Relationnels et communicationnels:

- Multiplicité et diversité des conflits latents et apparents entre les familles au sein des communautés, entre les populations villageoises et les mairies, entre les mairies les préfectures ou sous- préfectures et les postes forestiers, et parfois encore avec les exploitants forestiers.

- Faiblesse de concertation, de discussion et de dialogue entre toutes les parties prenantes (populations, collectivités territoriales décentralisées, exploitants et ONGs; crise de confiance et suspicion entre les populations, les mairies, administrations locales.

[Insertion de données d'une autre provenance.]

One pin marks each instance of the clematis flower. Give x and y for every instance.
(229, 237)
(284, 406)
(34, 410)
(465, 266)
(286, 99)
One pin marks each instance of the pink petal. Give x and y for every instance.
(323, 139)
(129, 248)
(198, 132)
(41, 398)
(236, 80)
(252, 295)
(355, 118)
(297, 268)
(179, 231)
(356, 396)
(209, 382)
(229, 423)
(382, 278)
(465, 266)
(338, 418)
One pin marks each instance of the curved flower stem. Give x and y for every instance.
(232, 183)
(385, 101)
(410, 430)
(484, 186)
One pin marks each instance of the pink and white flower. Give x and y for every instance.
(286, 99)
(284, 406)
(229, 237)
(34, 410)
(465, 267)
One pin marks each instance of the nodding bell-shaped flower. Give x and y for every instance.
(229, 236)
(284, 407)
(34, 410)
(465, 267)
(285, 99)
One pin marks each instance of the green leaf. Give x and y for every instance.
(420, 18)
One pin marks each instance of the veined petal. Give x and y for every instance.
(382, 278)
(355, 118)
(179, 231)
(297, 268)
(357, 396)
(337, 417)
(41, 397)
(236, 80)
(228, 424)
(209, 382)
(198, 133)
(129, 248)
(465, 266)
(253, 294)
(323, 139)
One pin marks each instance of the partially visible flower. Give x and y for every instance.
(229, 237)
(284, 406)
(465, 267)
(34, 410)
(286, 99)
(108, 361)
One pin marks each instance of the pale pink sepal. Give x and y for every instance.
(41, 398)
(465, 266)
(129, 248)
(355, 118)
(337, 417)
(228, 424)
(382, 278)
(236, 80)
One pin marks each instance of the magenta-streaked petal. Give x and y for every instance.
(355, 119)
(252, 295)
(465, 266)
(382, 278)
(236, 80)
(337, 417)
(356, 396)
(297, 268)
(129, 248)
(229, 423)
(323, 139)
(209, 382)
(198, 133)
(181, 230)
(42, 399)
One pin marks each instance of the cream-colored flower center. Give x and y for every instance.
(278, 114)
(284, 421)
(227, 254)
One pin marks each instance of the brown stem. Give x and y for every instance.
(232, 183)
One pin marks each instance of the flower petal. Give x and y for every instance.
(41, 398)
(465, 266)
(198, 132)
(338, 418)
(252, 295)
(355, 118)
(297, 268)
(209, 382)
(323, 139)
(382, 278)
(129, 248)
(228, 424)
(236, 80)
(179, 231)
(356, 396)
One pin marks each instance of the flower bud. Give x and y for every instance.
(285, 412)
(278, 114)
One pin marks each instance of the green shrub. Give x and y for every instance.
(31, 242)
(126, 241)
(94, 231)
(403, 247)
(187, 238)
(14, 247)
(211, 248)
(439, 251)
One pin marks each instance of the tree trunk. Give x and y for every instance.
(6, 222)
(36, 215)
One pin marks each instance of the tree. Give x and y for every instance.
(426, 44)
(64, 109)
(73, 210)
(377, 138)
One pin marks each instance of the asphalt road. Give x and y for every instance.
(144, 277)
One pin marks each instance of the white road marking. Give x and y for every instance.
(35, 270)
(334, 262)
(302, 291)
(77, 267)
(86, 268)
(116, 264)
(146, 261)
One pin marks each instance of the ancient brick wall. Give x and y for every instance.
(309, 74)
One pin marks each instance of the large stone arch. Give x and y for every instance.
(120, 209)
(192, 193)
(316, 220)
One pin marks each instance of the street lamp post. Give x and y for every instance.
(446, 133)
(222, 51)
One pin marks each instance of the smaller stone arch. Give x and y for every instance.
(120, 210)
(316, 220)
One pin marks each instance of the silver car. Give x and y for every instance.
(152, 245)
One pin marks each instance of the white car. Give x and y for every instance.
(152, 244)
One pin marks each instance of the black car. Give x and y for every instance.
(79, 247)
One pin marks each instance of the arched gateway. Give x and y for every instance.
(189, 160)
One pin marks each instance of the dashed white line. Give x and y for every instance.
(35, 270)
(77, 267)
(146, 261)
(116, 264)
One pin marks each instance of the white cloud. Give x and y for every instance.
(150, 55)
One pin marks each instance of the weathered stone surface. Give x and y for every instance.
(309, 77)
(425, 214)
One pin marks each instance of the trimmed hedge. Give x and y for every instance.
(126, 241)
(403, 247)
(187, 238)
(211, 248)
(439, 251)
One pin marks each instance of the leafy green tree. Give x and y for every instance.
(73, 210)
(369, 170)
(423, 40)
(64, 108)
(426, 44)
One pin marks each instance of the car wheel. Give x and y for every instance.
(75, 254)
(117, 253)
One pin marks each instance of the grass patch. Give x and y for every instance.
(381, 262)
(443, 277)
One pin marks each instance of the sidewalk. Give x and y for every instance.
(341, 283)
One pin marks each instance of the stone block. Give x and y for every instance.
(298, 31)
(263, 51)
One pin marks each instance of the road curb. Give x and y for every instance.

- Déficit d’informations et de communications entre les acteurs centraux du processus; les informations sur les sommes financières versées et effectivement perçues par les mairies ne circulent pas; les représentants des populations au sein des comités n’informent pas la base; les réunions des comités ne sont pas tenues régulièrement.

Opérationnels:

Faible lisibilité et divergence des statistiques au niveau des administrations centrales entre elles et les acteurs locaux, difficultés de spécification des fonds forestiers à l’intérieur des comptes communaux, faiblesse de transparence dans la gestion des fonds; les comptabilités communales non outillées; déficit de fonctionnement régulier et démocratique des comités de gestion des redevances, les infrastructures et les œuvres sociales réalisées sont insuffisantes par rapport aux attentes et au fonds versés et parfois inachevées, les populations et leurs représentants ne participent pas suffisamment à la prise de décision sur les réalisations à effectuer, etc.

Toutes ces situation sont dues à une insuffisance on faible organisation des acteurs locaux et au manque d’un plan de développement local. Ceci nécessite un programme de renforcement des capacités et d’appui accompagnement de la commune rurale de Yokadouma, des administrations publiques locales et des communautés villageoises riveraines dans la gestion des ressources naturelles en vue du développement local.

V - PROPOSITIONS D’ACTIONS

- Mise en place d’une structure pour assurer l’appui accompagnement des acteurs locaux et cadre de concertation;

- Programme sensibilisation et information des parties prenantes;

- Programme / Plan de formation des acteurs locaux

- Plan Aménagement de l’espace rural et urbain;

- Création structure d’épargne et crédit;

- construction et entretien infrastructures sociales et de communication;

- recrutement cadres développement;

- mise en place d’un système d’information sur le marketing des produits forestiers et fauniques;

- promotion voyage d’échange d’expériences entre populations riveraines;

- développement écotourisme;

- ouverture d’un centre de documentation;

- mise en place d’une unité d’appui et de suivi des actions de foresterie communautaire animée par des facilitateurs en gestion des ressources forestières et fauniques;

- appui technique et institutionnel des institutions locales.